Mam naturę rodzinną, stadną. I w takiej atmosferze, bardzo rodzinnej,
byłem wychowywany więc powielałem/am tylko wzorzec wbudowany we mnie
przez moich przodków. A że przy okazji wychowany zostałem na człowieka
bardzo ufnego to łatwo mnie było zdominować kobiecie, której celem było
ujarzmić faceta. Przy czym sama nauczyła mnie nieufności do niej samej i
w sytuacjach kryzysowych zawsze kierowałem się własna intuicją, również
wtedy kiedy wyrzuciła mnie z domu i kiedy "normalny" facet, zapewne,
zabiłby kobietę.

A z Twojego punktu widzenia, czyli kobiety, to istotnie taki facet jak
ja nie powinien był zakładać rodziny gdyż nie zdarzyłoby się to co się
wydarzyło i pewnie wasza, kobieca dominacja miałaby się jeszcze zapewne
jakiś czas dobrze.
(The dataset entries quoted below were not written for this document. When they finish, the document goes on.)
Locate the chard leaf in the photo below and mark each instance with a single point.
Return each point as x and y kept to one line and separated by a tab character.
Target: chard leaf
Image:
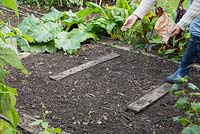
54	15
70	41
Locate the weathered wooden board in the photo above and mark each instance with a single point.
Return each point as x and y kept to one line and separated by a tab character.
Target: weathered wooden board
84	66
150	97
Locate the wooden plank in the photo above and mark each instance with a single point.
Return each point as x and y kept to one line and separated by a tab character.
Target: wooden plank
84	66
150	97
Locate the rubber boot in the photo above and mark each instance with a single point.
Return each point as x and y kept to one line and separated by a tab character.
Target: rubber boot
189	58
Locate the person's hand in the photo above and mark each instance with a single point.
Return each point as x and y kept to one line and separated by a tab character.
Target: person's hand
129	22
175	30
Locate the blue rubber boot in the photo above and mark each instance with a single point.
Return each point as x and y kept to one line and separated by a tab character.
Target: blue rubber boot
189	58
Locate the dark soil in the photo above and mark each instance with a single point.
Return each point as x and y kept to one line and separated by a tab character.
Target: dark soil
94	101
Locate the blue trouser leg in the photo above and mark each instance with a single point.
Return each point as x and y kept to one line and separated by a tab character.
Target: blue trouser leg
190	55
189	58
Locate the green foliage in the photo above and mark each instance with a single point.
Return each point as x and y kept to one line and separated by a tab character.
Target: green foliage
46	128
8	56
55	30
187	95
12	4
7	108
123	4
70	41
44	124
68	3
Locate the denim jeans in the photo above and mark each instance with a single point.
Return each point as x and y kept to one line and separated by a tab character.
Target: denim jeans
195	25
190	56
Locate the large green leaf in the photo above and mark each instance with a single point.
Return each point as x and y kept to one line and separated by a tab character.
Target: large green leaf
9	57
192	86
28	24
45	32
91	8
70	41
54	15
123	4
40	47
196	107
10	4
110	27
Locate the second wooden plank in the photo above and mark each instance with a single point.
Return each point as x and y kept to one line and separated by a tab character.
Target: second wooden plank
84	66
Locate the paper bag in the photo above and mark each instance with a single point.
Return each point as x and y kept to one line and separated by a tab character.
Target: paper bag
163	27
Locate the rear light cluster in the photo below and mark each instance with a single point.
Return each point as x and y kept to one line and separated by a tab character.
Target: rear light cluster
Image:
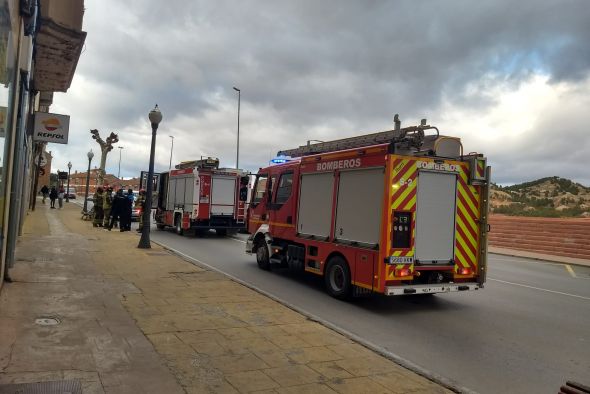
403	272
464	271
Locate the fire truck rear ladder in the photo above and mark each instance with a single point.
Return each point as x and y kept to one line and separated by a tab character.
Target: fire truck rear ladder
412	134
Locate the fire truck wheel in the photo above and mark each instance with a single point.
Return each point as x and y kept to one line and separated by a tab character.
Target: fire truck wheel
337	278
178	225
262	257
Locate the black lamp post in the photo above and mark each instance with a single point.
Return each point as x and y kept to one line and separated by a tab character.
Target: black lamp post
238	147
90	156
68	189
155	117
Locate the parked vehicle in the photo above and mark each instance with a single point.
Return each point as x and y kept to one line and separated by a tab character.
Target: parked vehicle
199	195
397	212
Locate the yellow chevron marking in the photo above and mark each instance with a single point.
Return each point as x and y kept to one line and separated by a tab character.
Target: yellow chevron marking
462	259
409	189
410	203
471	223
463	243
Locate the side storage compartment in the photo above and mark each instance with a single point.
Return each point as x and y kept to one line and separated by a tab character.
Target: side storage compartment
315	204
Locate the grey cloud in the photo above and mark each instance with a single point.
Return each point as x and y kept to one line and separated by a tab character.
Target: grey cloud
326	69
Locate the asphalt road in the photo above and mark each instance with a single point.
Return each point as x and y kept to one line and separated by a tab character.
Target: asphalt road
528	331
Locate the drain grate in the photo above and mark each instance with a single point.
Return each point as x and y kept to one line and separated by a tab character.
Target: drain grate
47	321
55	387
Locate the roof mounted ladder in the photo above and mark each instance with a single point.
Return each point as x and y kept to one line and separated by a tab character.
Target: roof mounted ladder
413	134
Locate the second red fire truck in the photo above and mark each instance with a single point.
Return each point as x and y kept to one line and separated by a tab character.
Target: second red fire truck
198	195
398	212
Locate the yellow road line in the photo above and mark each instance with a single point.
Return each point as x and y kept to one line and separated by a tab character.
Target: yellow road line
570	270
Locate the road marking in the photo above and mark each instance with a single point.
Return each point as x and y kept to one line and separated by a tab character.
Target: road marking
570	270
540	289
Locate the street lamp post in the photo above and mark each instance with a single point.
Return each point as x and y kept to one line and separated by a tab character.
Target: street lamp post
171	149
68	189
155	117
238	146
119	172
90	156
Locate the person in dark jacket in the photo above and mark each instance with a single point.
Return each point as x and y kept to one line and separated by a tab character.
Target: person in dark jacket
53	196
45	192
127	211
117	209
98	199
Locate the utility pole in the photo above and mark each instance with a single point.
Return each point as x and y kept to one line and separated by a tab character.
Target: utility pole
238	145
119	172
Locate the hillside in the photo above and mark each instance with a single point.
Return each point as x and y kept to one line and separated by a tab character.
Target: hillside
545	197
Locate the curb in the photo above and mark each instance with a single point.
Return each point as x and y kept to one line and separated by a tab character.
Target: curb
433	377
545	258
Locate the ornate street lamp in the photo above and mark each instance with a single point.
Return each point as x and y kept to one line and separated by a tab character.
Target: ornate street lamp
90	156
171	150
68	189
155	117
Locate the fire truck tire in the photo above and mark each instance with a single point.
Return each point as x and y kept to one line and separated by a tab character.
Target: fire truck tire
337	278
178	225
262	257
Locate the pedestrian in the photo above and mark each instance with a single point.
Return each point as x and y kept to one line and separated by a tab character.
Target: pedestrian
98	199
127	211
53	196
60	197
107	203
140	203
117	208
45	192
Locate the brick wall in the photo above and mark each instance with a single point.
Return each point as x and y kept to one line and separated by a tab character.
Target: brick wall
558	237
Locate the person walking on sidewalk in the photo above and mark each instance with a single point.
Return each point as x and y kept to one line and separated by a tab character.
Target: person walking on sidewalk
44	192
116	209
140	203
60	197
98	199
107	203
53	196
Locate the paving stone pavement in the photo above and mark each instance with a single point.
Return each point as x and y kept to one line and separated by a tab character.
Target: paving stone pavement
146	321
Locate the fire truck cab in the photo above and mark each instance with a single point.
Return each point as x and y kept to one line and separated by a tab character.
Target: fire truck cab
397	213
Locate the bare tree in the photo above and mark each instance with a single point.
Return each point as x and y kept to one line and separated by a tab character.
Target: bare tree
105	148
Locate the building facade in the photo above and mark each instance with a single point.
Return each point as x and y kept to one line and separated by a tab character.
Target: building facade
40	44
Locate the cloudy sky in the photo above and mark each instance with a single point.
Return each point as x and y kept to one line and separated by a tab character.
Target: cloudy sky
512	79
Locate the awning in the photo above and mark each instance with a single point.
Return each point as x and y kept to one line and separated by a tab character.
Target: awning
57	52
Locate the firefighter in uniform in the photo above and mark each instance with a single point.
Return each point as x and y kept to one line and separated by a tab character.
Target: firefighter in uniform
107	204
97	199
140	203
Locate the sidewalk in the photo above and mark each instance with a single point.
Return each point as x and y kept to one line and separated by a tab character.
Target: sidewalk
146	321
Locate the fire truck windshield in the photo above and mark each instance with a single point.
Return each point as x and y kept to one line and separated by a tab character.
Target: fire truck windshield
260	188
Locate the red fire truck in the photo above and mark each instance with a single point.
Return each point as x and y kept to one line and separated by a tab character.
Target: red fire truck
397	212
198	195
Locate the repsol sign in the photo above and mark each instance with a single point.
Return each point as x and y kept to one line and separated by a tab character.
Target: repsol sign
51	135
338	164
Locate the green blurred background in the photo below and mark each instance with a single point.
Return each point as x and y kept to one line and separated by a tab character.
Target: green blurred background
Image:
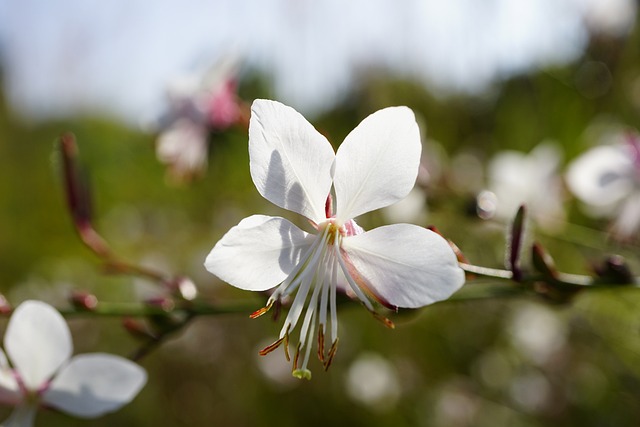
514	361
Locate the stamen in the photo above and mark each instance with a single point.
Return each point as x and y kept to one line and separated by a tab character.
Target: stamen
295	360
332	353
268	349
293	280
321	342
286	345
308	351
385	321
332	300
263	310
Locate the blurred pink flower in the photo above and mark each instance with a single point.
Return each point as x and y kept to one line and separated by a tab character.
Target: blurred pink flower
42	371
199	104
295	167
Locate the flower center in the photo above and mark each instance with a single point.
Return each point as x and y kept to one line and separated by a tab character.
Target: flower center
315	281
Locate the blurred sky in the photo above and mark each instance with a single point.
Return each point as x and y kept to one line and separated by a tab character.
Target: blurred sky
68	56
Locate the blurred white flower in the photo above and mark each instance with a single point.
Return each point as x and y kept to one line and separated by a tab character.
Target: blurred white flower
296	168
198	104
607	180
373	381
531	179
537	332
43	373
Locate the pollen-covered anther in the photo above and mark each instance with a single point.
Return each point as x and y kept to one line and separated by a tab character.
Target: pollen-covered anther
268	349
385	321
302	373
263	310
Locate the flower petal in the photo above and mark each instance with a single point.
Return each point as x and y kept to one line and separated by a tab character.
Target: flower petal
258	253
603	176
377	164
37	341
22	416
290	160
404	265
9	388
94	384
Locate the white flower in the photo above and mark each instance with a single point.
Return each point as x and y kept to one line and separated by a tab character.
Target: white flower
42	372
295	167
199	103
607	179
532	179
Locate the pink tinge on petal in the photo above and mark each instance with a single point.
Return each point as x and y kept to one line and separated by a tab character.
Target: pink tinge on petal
362	282
351	228
223	106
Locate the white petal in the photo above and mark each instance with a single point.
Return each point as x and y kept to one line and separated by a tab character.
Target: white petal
377	164
290	160
94	384
602	176
9	389
258	253
37	341
22	416
404	265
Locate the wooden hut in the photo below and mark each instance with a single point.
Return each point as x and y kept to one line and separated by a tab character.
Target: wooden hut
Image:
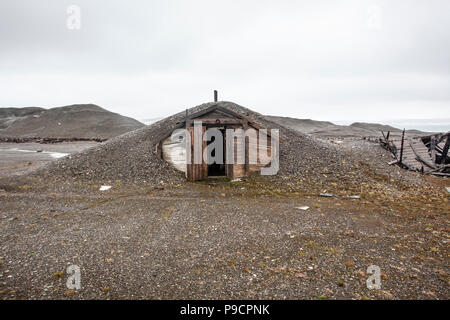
219	118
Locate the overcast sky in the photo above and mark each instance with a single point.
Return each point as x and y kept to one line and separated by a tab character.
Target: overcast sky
327	60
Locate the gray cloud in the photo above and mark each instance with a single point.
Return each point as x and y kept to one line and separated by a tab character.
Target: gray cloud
328	60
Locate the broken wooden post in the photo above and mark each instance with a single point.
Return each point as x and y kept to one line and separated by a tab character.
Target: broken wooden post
445	149
401	148
433	148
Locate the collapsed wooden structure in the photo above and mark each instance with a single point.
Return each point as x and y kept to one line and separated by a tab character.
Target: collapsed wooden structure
426	154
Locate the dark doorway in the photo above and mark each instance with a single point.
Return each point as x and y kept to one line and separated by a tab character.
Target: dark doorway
217	169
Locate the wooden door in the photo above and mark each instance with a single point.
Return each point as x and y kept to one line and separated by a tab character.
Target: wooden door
197	171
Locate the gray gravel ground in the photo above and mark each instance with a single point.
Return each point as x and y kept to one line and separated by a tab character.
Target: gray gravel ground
200	240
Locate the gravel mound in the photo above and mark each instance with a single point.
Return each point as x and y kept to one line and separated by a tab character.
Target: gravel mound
132	156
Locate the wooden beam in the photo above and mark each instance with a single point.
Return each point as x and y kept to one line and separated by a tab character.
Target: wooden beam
445	149
401	148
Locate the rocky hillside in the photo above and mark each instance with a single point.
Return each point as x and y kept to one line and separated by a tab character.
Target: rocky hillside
74	121
328	129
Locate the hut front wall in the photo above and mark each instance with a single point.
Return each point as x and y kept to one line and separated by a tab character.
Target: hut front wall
175	154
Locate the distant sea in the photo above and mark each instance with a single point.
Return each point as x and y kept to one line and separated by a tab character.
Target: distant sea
428	125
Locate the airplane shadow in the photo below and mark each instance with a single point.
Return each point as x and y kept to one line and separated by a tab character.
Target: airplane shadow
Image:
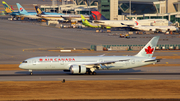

A tak ujawniłem cały mechanizm waszej, babskiej,
dominacji, która jest źródłem wszelkiego zła, ale też i szansą na
uwolnienie świata od zła w momencie, gdy pod babską presją pojawi się
ktoś taki jak ja. Niekoniecznie musiałem być to ja ale na mnie padło
więc nie mogłem się wzbraniać przed taka okazją. :)


> Gdzie widzisz ten ,,pozytywny skutek"?

Właśnie Ci napisałem: dzięki poświęceniu mojej córki Kasi, która
doceniła moje do niej zaufanie i szacunek oraz miłość jakie jej
okazałem, a także dzięki mojej postawie jest szansa na to, że świat
zostanie uwolniony od przemocy, wszelkiego zła i patologii jakie zło
generuje. Czyż nie jest to wystarczająco pozytywny skutek mojego życia?


> Jesteś na łasce i niełasce obcych.

Mylisz się XL. Jestem samodzielną i samofinansującą się jednostką
pływającą chociaż są tacy, którzy pracują dla mnie. W zamian za to ja
pracuję dla innych wymagających pomocy i daję pracę tym, którzy pracują
dla mnie. Wszystko w myśl zasady, którą znajdziesz w mojej stopce w
tytule książki Piotra Kropotkina. Obowiązuje pełna specjalizacja ale
tylko dlatego by praca zajmowała nam jak najmniej czasu i wysiłku.


> Jedyni ludzie, którzy z Tobą roznawiają jak z człowiekiem to
> wirtualne twory. To jest to, o co Ci chodziło w życiu?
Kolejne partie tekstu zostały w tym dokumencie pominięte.